Nesse sentido, o preceptor não deve dar preceitos ao aluno, mas sim fazer com que ele os encontre. Rousseau rejeitava todos os preceitos oferecidos pela educação da Sociedade Civil, pois avaliava que toda a sabedoria dessa sociedade consistia em preconceitos servis e que todos os “costumes não passam de sujeição, embaraço e constrangimento. O homem civil nasce, vive e morre na escravidão; enquanto conservar a figura humana, estará acorrentado por nossas instituições (Rousseau 2004, p. 16)”. A sua proposta de educação é uma negação das convenções estabelecidas pela Sociedade Civil:

Portanto, a primeira educação deve ser puramente negativa. Consiste não em ensinar a virtude ou a verdade, mas proteger o coração contra o vício e o espírito contra o erro. Se pudesses nada fazer e nada deixar que fizessem, se pudesses levar nosso aluno são e robusto até a idade de doze anos em que ele soubesse distinguir a mão esquerda da direita, desde vossas primeiras lições os olhos de seu entendimento se abririam para a razão; sem preconceitos, sem hábitos, ele nada teria em si que pudesse obstar o efeito de vossos trabalhos. Logo se tornariam em vossas mãos o mais sábio dos homens e, começando por nada fazer, tereis feito um prodígio de educação (ROUSSEAU, 2004. p. 97).

Rousseau não almejava moldar a cabeça das crianças, dando lhes uma forma mais conveniente para atender as expectativas da Sociedade Civil.

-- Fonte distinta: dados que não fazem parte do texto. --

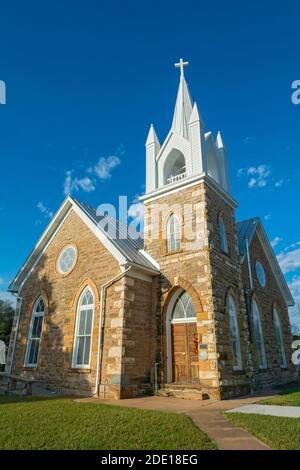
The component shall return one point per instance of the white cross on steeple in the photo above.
(181, 64)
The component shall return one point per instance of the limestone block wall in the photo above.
(95, 266)
(266, 298)
(226, 277)
(189, 268)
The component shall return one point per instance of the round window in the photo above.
(260, 272)
(67, 259)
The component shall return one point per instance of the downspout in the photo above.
(101, 326)
(249, 263)
(18, 313)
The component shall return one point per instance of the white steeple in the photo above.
(219, 141)
(152, 150)
(152, 137)
(183, 107)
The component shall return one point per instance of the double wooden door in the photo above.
(185, 352)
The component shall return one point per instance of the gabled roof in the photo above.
(125, 250)
(246, 229)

Ao contrário, ele fez uma severa crítica aos que pretendiam realizar, a qualquer custo, essas expectativas. A sua crítica vinha na forma de uma interrogação: “nossas cabeças não estariam bem à maneira do autor de nosso ser; precisamos tê-las moldadas por fora pelas parteiras e por dentro pelos filósofos?” (ROUSSEAU, 2004, p. 17) O homem não deveria ser educado para atender à opinião pública, desta maneira:

(...) em vez de educar um homem para si mesmo, queremos educá-lo para os outros? Este acordo torna-se, então, impossível. Forçado a combater a natureza ou as instituições sociais, é preciso optar entre um homem ou um cidadão, pois não se podem fazer os dois ao mesmo tempo (ROUSSEAU, 2004, p. 11).

O homem, livre e autônomo, idealizado por Rousseau deveria, no entanto, servir ao imperativo da natureza. Ao estabelecer a soberania das necessidades naturais sobre as convenções sociais, Rousseau buscava restaurar a igualdade original da natureza humana. Desta forma, cada indivíduo, independente da sua posição social, era reconhecido como um sujeito de potencialidades. Nesse sentido, ele afirma:

Conhecemos, pois, ou podemos conhecer o primeiro ponto de onde cada um de nós parte para chegar ao grau comum de entendimento; mas quem conhece a outra extremidade? Cada qual avança mais ou menos segundo seu gênio, seu gosto, suas necessidades, seus talentos, seu zelo e as oportunidades que tem para se entregar a ele. Que eu saiba, nenhum filósofo até agora foi suficientemente ousado para dizer: eis o termo aonde o homem pode chegar e que não seria capaz de ultrapassar. Ignoramos o que nossa natureza nos permite ser; nenhum de nós mediu as distâncias que pode haver entre um homem e outro homem (ROUSSEAU, 2004, p. 48).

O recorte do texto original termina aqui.